Immune System - The body’s defense system for fighting off and protecting itself from viruses and bacteria.

Immunosuppressive Medications -
Medications that suppress the body’s immune system to keep it from rejecting a donated organ.

Living Kidney Donor - Someone who is willing to give a kidney right away to someone who needs it.

Nephrologist - A kidney doctor.

Nephron - The basic filtering unit in the kidneys where wastes and fluids are removed from the blood.

PD Catheter - A small tube put into your abdomen to allow for PD - peritoneal dialyis.

PD Peritoneal Dialysis - An approach that filters blood INSIDE your body, using your own peritoneum to take out wastes and fluids.

Peritoneum - A membrane that lines the abdomen, surrounding the stomach, intestines and other organs.

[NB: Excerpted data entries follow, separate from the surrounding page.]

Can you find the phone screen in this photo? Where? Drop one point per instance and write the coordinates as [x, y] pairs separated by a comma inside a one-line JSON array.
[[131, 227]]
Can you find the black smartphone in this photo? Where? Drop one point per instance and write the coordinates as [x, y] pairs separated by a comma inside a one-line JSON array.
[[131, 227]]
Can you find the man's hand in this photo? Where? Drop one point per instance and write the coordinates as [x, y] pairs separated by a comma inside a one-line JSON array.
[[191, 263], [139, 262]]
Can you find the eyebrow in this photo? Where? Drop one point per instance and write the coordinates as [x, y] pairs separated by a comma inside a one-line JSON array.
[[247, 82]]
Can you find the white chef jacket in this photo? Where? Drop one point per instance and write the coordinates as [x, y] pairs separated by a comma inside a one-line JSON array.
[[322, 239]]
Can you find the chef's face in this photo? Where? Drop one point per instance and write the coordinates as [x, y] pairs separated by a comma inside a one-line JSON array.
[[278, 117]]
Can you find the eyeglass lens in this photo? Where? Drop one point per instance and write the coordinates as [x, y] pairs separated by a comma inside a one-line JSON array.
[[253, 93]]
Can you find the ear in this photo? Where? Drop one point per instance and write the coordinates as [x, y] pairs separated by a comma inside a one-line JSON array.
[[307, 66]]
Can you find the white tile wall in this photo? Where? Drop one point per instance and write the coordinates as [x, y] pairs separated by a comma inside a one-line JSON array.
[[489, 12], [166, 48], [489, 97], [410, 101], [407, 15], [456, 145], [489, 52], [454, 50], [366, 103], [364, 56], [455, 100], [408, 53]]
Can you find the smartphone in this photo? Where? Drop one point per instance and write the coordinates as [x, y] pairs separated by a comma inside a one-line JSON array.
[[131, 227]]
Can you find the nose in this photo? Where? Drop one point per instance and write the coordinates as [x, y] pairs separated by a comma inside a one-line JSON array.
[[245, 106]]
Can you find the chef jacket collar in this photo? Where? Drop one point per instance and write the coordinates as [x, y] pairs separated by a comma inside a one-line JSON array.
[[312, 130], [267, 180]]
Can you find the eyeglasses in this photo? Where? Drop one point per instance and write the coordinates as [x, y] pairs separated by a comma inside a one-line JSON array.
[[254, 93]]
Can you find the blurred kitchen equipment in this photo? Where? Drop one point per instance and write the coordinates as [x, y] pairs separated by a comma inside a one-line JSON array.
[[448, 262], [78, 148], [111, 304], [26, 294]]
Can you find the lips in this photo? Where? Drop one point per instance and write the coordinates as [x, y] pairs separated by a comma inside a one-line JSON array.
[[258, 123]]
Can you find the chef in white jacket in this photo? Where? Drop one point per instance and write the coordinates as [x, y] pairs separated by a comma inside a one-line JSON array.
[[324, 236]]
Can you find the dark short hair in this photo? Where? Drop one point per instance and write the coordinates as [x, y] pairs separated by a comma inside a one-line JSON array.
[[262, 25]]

Pharmacist - A medical specialist who is qualified to prepare and dispense medications, along with advice and information on how to use them.

PKD Polycystic Kidney Disease -
An inherited kidney disease that causes lots of small cysts to form, filling up the kidneys until they can’t work properly.

Resident - A doctor who is in the last stage of their medical training .

Teaching Hospital - A hospital where medical students follow along with doctors to get practical experience and training.

Transplant or Transplantation - A surgery in which a healthy, donor kidney is put in to take over for failing kidneys.

Tunneled Catheter - A type of access for dialysis created by inserting a narrow tube into a large vein in your neck.

Uremia - The build-up of wastes in blood due to kidney failure, which can make you feel sick.

Ureters - Tubes that carry urine from the kidneys to the bladder.

Urethra - The tube that carries urine from the bladder to the outside of the body.

Urine - Pee, the liquid waste product filtered from the blood by the kidneys.

Vein - A blood vessel that brings blood from other parts of the body back to the heart.

Waiting List - UNOS (The United Network of Organ Sharing) maintains a nation-wide list of people in need of transplants, and helps connect them with donated organs when they become available.